Ms Adie said she did not think the media had a role to play in promoting reconciliation. The media should pick up the carpet and find the dirt that had been swept underneath.

“If comment, ideas, opinions, prejudices all get aired, then the possibility of the right outcome is greater. That right outcome is possibly reconciliation.”

She said she had loved coming to Belfast over the last 35 years, because “it’s the only place, and I’ve been in a lot of conflicts, where someone will tell you a joke in the middle of a riot”.

Ms Adie praised students for pursuing professional qualifications in their field, and revealed she had a degree in Swedish and ancient Icelandic.

“Unless the Vikings invade again there won’t be a great deal of use for it,” she added.

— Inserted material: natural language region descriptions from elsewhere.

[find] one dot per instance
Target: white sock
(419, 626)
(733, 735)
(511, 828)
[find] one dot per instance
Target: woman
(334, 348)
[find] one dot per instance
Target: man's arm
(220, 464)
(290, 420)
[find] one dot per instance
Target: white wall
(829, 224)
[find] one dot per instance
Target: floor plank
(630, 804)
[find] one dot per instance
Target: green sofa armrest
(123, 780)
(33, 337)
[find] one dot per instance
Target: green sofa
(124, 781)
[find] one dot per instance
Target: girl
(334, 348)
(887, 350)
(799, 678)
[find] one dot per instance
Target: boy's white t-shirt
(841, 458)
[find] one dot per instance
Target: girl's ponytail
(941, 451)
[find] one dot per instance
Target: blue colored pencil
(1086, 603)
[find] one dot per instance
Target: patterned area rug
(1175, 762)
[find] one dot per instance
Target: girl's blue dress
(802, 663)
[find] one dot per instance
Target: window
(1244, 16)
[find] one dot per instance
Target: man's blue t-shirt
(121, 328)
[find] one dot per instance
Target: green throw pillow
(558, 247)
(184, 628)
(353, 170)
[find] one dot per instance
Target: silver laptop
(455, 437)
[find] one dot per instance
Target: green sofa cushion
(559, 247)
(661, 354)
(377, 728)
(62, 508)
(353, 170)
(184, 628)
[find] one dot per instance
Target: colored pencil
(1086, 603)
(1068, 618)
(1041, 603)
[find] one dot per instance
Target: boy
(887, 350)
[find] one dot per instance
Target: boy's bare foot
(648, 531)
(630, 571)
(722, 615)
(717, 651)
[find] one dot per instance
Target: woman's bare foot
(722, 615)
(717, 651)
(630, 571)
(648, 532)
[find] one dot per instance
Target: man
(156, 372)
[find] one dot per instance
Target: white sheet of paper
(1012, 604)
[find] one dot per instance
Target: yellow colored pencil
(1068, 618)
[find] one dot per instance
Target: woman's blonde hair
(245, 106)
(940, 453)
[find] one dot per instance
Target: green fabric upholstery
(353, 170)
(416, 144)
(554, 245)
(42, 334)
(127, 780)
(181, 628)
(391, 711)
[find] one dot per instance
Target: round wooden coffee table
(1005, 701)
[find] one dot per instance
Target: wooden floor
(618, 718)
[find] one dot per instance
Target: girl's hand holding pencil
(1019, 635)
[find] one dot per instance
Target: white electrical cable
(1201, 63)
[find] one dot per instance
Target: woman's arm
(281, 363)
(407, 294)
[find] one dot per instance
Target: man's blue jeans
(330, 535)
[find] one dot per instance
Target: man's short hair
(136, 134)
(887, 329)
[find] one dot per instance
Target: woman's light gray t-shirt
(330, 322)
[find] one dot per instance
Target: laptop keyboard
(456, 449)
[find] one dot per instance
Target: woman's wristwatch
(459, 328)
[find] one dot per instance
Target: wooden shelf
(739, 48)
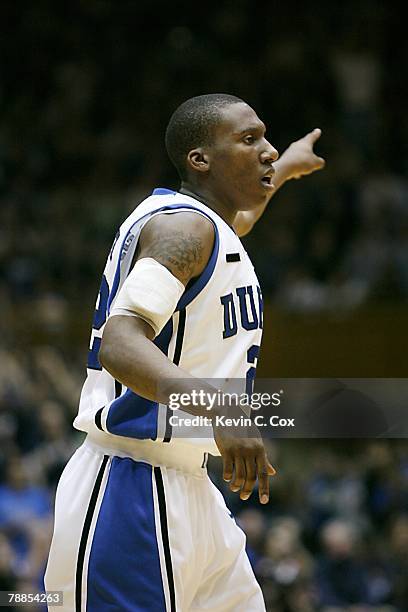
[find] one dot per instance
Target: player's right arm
(182, 243)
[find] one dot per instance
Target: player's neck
(206, 197)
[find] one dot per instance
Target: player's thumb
(314, 135)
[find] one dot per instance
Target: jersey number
(252, 356)
(100, 316)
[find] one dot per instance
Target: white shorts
(130, 536)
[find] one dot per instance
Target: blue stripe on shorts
(124, 566)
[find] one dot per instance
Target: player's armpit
(182, 242)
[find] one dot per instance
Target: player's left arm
(298, 160)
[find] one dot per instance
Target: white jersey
(214, 333)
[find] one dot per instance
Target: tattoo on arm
(178, 251)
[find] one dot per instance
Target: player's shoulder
(187, 222)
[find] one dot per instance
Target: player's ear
(198, 160)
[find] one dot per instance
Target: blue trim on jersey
(124, 565)
(163, 191)
(190, 294)
(132, 415)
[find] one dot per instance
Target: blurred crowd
(334, 536)
(86, 90)
(85, 107)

She said she came from a generation that might be expected to do a course in “cordon bleu cooking or perhaps a little light nursing or maybe teaching” and work for a few years before marrying “Mr Right” and producing “2.4 children for Britain”.

Ms Adie told the students from the Republic and the North that reporting was and should be a hard job. She said the qualities students needed to become good journalists included integrity, determination and honesty. She said they should be “nosy”, but should always remember people had a right to privacy.

“I’m not asking you to break laws, I’m asking you to butt your head against the door until finally someone lets you in.” She also advised them: “Don’t dress like a diva.”

Belfast-based journalist Eamonn Mallie said there was a growing appetite for instant, immediate news. However, he stressed it must be reliable and well-sourced, as well as speedily produced.

Mr Mallie, who has recently embraced Twitter and uses it to update his followers on political events in the North, said he was in a lot of trouble with his contemporaries who “can’t even pronounce Twitter”.

He added: “My generation is so confused about this technology”.

Mr Mallie said he believed political parties were unnerved by such technologies because they no longer had time to “manage and manipulate” their message before it reached the public.

Reassuring the student journalists about the possibility of finding work in the current economic climate, Gerry Moriarty, northern editor of The Irish Times, said people would always want news.

However, Mr Moriarty said just because someone had a blog did not make them a journalist.

“Journalism is a craft, you have to serve your apprenticeship,” he said.

Referring to the subject of the conference, The Transition from Conflict to Reconciliation, Mr Moriarty said peace had brought new challenges to journalists working in the North.